İstanbul Barosu’nun Duruşması ve Mahkeme Kararı
İstanbul 2. Asliye Hukuk Mahkemesi’nde yapılan duruşmaya, davacı İstanbul Cumhuriyet Başsavcılığı adına Cumhuriyet Savcısı Mehmet Ateş katıldı. Duruşmada, İstanbul Barosu Başkanı İbrahim Kaboğlu’nun da içerisinde bulunduğu 11 davalı ve avukatları hazır bulundu. Duruşmaya Türkiye Barolar Birliği Başkanı Erinç Sağkan, İstanbul Tabip Odası Başkanı Dr. Osman Küçükosmanoğlu, Yargıçlar Sendikası Başkanı Beyhan Güler gibi tanınmış isimler ile bazı milletvekilleri ve çok sayıda avukat da katılarak takip etti.
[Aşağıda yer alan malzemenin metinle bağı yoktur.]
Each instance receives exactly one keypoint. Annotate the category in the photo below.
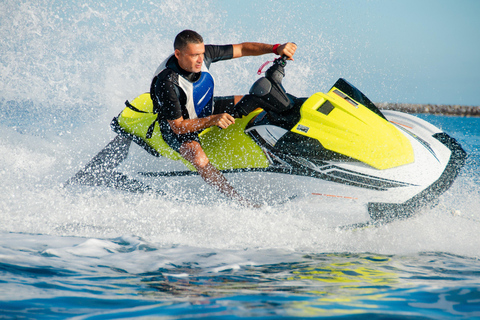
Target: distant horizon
(404, 51)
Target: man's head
(189, 50)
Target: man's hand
(287, 49)
(223, 120)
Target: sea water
(97, 253)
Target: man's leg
(193, 152)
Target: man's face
(191, 57)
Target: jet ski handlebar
(267, 92)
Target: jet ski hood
(344, 125)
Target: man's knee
(193, 152)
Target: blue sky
(414, 51)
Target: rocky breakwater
(450, 110)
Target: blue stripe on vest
(203, 95)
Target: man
(182, 94)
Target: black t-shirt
(169, 99)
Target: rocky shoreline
(450, 110)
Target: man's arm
(256, 49)
(182, 126)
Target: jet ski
(329, 145)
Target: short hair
(185, 37)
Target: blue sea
(97, 253)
Duruşmada yaptığı savunmada, İstanbul Barosu Başkanı İbrahim Kaboğlu, baronun kapatılması talebinin anayasaya aykırı olduğunu ifade etti. Davalı avukatlardan Fırat Epözdemir ise, İstanbul Barosu’nun yaptığı açıklamanın neden illegal bir faaliyet olarak değerlendirildiğine dair somut bir delilin sunulmadığını belirtti. Epözdemir, burada yalnızca Nazım Daştan ve Cihan Bilgin’e ilişkin dosyalara atıflar yapıldığını vurgulayarak, gerekirse böyle bir durumun hukuk değil, ceza mahkemesinde değerlendirilmesi gerektiğini savundu.
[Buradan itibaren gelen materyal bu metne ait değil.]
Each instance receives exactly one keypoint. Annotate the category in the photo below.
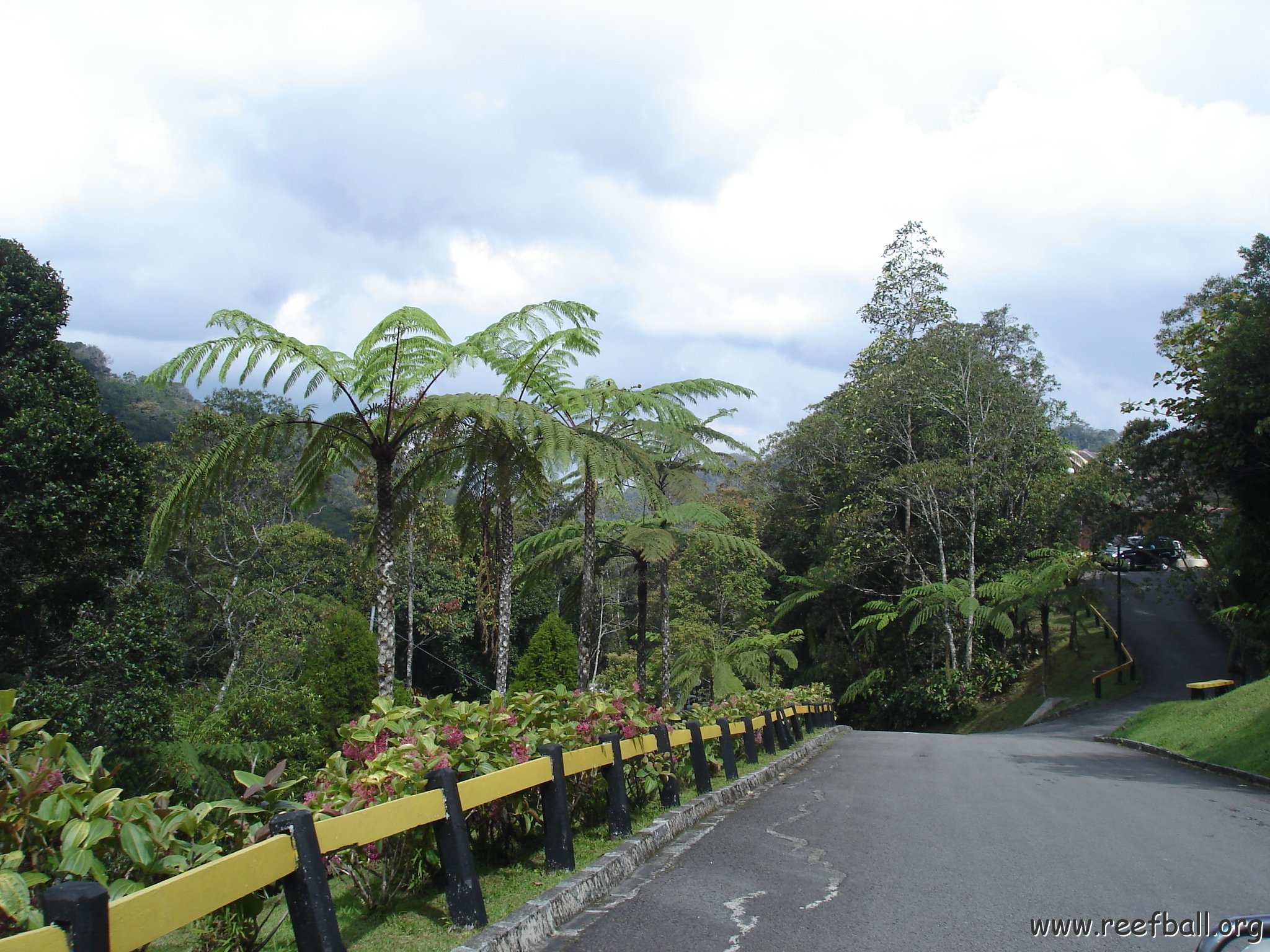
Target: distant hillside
(1081, 436)
(151, 415)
Mahkeme, nihai kararını açıklayarak, İstanbul Barosu Başkanı İbrahim Kaboğlu ile Yönetim Kurulu üyelerinin görevlerine son verilmesine ve seçim yapılmasına hükmetti.
Davanın Geçmişi ve İddialar
Daha önce İstanbul Barosu Başkanı İbrahim Kaboğlu ve yönetim kurulu üyeleri hakkında başlatılan bir soruşturma, sosyal medya aracılığıyla yapılan bir açıklamada “terör örgütü PKK üyeliği bulunan firari sanıkların övüldüğü” iddialarına dayanıyordu. İstanbul Cumhuriyet Başsavcılığı, bu konuda 21 Aralık 2024’te Baro’nun resmi sosyal medya hesabından yapılan paylaşımda, PKK üyeliği bulunan Nazım Daştan ve Cihan Bilgin’in övüldüğünü açıklamıştı.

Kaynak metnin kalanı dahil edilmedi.